A lot of work suggests that it does play a role. What is happening in the world for a while now, they were checking vitamin D levels and they were finding that suddenly everyone in the world was vitamin D deficient. It could be the case because we’ve been taught that we’re supposed not to sit in the sun and enjoy the sun, but they’ve actually changed the values worldwide, the normal values in terms of what is actually the vitamin D deficiency have changed. If you are found to be vitamin D deficient, you should have the replacement because it has been shown to play a role.

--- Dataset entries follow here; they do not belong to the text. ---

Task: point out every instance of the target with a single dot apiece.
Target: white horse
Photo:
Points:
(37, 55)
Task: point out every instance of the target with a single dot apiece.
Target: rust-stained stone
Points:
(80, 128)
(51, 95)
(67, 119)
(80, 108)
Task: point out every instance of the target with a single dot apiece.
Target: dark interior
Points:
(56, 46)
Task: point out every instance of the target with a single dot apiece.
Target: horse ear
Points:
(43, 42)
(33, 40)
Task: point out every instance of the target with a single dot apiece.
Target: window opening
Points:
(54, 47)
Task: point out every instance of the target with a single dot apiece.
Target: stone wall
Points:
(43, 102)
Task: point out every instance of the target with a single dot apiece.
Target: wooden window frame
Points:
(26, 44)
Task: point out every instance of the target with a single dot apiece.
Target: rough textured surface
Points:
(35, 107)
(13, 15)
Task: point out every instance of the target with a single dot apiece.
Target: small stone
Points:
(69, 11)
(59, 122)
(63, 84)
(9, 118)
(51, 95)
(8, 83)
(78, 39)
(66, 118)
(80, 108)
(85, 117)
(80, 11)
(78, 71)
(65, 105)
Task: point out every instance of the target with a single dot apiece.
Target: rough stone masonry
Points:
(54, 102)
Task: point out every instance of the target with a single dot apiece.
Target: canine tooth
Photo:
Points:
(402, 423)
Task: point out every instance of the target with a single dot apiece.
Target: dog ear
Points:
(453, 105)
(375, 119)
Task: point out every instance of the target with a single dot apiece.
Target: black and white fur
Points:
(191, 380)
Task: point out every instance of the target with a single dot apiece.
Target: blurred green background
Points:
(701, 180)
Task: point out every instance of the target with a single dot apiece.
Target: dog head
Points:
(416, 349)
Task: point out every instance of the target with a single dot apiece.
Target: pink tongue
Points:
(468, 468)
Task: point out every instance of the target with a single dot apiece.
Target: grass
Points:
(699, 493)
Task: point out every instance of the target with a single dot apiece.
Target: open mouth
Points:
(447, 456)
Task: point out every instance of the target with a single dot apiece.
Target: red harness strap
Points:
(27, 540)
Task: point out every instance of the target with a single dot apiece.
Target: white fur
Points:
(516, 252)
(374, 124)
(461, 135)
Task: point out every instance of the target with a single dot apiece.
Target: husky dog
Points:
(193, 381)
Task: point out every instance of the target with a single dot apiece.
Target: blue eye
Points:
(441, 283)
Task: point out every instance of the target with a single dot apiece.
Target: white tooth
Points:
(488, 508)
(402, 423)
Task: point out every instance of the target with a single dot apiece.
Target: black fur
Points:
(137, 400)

Effectively, if anyone tells me that they probably have an underactive thyroid, I would like to mention this very strongly, the cold hands and feet, and if you take your body temperature and if it’s below normal, if it’s under 37 and you’ve had that for a long time, it often is an underactive thyroid. Depending on who you see from a fertility point of view, the level of thyroid-stimulating hormone, which is the hormone that’s made by the pituitary gland to make the thyroid work should be more than 2.5. Some doctors say, from a clinical point of view 4.5 and above is abnormal. From a fertility point of view, 2.5 is abnormal, if you’d have an ultrasound and the lining of your uterus is thinner than 8 millimetres at the time that the follicle is normal, then we need to start thinking of thyroid disease. You should have your thyroid checked, you should also have thyroid antibodies checked, and if the lining of your uterus is thin and someone’s struggling to get it right, the thyroid plays a big role in this whole process.
There is a trend to worry about uterine infection in people with recurrent failed IVF. People are looking if the timing of putting an embryo back is a problem or not, and there is some work happening at the moment in terms of either failed IVF or early miscarriages, but that is a very specific test. If you have an infection in the uterus like chlamydia or those sorts of infections, you will have bad symptoms. There is a group of patients that have what we call microbiome, so they have some changes in the microbiology of the uterus and that it requires a very sophisticated test. It’s quite expensive to do that test, so it’s for the right patient, it might be necessary. In terms of menstrual blood, the one thing that can be picked up is TB (Tuberculosis), but in Europe, TB is quite rare as you know. In certain parts of South Africa, it has a high incidence, but it’s not common in the group of patients that we see.
PCOS if it’s severe, it can bring acne-like problems. Skin tags themselves have never been related directly to PCOS, but if you have a lot of acne in the area, it can create problems with the skin, I have no doubt. Unfortunately, the only way is to either cauterize them or take them off by some form of surgery.